Project of Data Analysis with Python from Coursera
The objective is to create a linear regression model for a given dataset( House Sales in King County, USA). The overall idea of regression is to examine two things: (1) does a set of predictor variables do a good job in predicting an outcome (dependent) variable? (2) Which variables in particular are significant predictors of the outcome variable, and in what way do they–indicated by the magnitude and sign of the beta estimates–impact the outcome variable? These regression estimates are used to explain the relationship between one dependent variable and one or more independent variables.

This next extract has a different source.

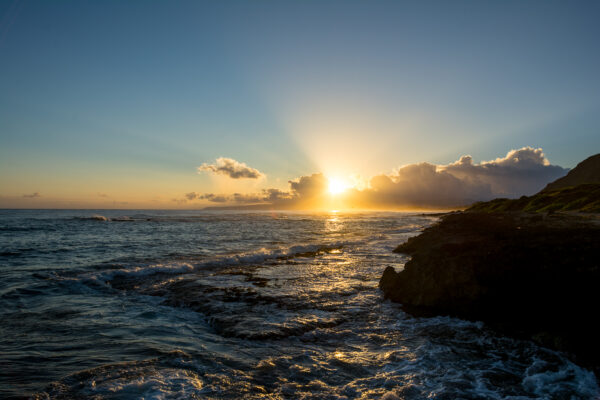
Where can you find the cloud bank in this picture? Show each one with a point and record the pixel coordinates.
(232, 168)
(422, 185)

Linear Regression Analysis consists of more than just fitting a linear line through a cloud of data points. It consists of 3 stages – (1) analyzing the correlation and directionality of the data. (2) estimating the model, i.e., fitting the line. (3) evaluating the validity and usefulness of the model.

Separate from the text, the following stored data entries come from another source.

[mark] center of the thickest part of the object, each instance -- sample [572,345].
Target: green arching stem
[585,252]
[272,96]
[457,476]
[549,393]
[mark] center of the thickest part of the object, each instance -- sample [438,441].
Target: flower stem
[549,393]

In this dataset we have to predict the sales price of houses in King County, Seattle. It includes homes sold between May 2014 and May 2015. Before doing anything we should first know about the dataset what it contains what are its features and what is the structure of data.

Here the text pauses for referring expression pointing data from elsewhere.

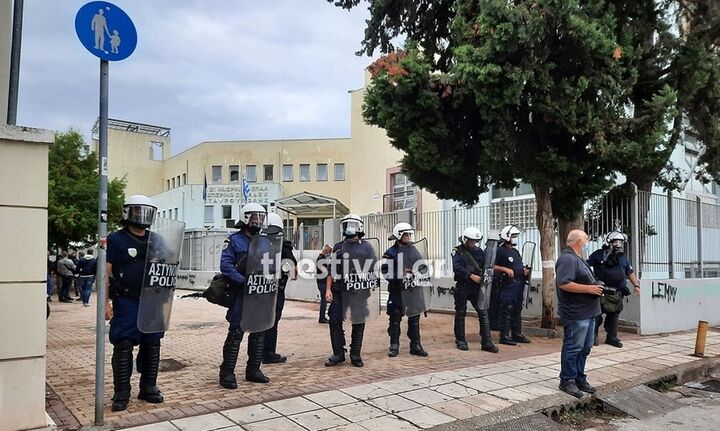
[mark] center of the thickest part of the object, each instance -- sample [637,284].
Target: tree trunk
[544,220]
[565,226]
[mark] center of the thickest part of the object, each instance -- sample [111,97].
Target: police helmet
[471,233]
[139,211]
[401,229]
[352,225]
[253,216]
[275,224]
[510,234]
[616,240]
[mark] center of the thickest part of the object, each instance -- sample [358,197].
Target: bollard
[701,338]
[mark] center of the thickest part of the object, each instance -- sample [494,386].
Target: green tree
[73,192]
[561,94]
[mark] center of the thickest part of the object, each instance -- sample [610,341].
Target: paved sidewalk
[192,349]
[426,400]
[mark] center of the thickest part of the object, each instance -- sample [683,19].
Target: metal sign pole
[102,236]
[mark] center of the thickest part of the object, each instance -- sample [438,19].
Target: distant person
[87,270]
[66,269]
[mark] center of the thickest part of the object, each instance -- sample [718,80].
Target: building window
[522,189]
[304,173]
[156,151]
[234,173]
[339,172]
[404,192]
[321,172]
[287,172]
[251,173]
[217,174]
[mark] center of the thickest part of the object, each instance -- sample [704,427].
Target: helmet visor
[351,227]
[141,215]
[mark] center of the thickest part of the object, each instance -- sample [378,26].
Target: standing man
[468,259]
[511,283]
[322,271]
[233,266]
[358,252]
[66,270]
[578,306]
[395,269]
[289,270]
[612,267]
[127,252]
[87,268]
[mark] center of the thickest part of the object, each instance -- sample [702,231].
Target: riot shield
[262,277]
[488,268]
[360,280]
[161,264]
[415,272]
[528,256]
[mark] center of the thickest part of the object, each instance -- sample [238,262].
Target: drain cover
[640,402]
[536,422]
[712,385]
[171,365]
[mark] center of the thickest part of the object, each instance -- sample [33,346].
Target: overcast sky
[207,69]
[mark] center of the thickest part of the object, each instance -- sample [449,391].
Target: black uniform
[467,262]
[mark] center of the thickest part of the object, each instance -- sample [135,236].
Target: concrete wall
[678,305]
[5,44]
[130,156]
[23,223]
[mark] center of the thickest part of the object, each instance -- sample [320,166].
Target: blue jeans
[85,286]
[578,337]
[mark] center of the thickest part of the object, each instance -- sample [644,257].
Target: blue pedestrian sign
[106,31]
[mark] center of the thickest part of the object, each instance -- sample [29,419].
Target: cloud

The dataset cantains 20 house features plus the price, along with 21613 observations.
Simple Linear Regression:
- 'bedrooms' vs 'price'
- 'grade' vs 'price'
Multiple Regression:
- 'bedrooms','grade', 'sqft_living', 'sqft_above'
- 'bedrooms','bathrooms', 'sqft_living', 'sqft_lot', 'floors', 'waterfront', 'view', 'grade', 'sqft_above', 'sqft_basement', 'lat', 'sqft_living15'
Polynomial Regression:
- degree=2
- degree=3